How Political Ads Manipulate Your Anxiety About Death

How Political Ads Manipulate Your Anxiety About Death September 16, 2016

Advertisers know how to tap into our deepest anxieties. For better or worse, they know how to manipulate us.

YouTube still, Clinton ad
YouTube still, Clinton ad

One of the projects I was proud to work on this summer was a collaborative piece written under the auspices of the Ernest Becker Foundation–and now posted on the EBF website.

The piece is called “Voter Manipulation: Death Anxiety in Political Messaging.” (click through to read and to view a talk on death anxiety and political leadership by Sheldon Solomon, leading Terror Management Theory researcher–TMT is an extension of Becker’s theories into empirical psychology).

In that essay, we describe Becker’s main theories and their application to political manipulation, especially via campaign ads.

It provides a kind of interpretive lens you can utilize to understand what campaigns–and their marketers–are intuitively going after when they put an advertisement in front of you.
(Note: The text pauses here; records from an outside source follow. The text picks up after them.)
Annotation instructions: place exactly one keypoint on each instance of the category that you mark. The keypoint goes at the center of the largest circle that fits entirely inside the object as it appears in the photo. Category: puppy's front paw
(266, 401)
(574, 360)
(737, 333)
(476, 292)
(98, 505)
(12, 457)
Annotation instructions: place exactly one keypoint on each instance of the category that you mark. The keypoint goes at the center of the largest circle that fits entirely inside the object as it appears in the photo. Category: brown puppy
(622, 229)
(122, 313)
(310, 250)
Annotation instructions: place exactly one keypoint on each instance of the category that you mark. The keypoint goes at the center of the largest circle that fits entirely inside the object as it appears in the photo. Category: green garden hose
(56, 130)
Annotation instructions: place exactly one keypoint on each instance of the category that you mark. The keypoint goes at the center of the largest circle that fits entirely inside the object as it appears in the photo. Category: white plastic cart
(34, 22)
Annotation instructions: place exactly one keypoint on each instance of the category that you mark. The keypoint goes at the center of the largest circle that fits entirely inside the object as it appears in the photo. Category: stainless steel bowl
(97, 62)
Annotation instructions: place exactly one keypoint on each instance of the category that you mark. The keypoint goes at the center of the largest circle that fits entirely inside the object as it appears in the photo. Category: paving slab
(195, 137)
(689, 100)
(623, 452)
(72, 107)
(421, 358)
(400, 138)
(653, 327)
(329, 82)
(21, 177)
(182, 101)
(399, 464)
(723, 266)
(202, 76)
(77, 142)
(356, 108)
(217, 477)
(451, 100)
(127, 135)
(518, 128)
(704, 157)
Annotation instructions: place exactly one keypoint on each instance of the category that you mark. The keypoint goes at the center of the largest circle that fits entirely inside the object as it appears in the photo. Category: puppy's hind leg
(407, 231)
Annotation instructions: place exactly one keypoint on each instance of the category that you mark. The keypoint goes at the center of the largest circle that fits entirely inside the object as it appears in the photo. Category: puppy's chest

Here’s a key paragraph from our piece:

Death Anxiety in Political Messages

At their best, the institutions and activities of culture offer avenues for creating a better world. However, our motives for participating in them are invariably influenced by our mostly unconscious fear of death. Because of this, we are vulnerable to negative consequences of death anxiety; we are prone to irrational exaggeration and overreaction and we often entrench ourselves defensively and aggressively against those we perceive as opponents or threats. The world of politics is no exception. Political ads often speak to our inner longing for meaning. They tap into our quest to make a difference, if only by throwing our support behind the right leader who promises us heroic triumph over insignificance by heroism by strengthening us financially, politically or militarily, and by promoting our culture, values or religion. Conversely, political ads warn that the wrong leader might threaten our well-being and put at risk all we believe in and stand for. To protect ourselves from impending disaster, we’re urged to resist, to fight back against such leaders, their policies and even their followers

Persuasion, or its stronger form, manipulation can be benign or malicious, and we may or may not agree with the message of an ad or with its end goal. But the bottom line is, we can’t resist what we don’t understand.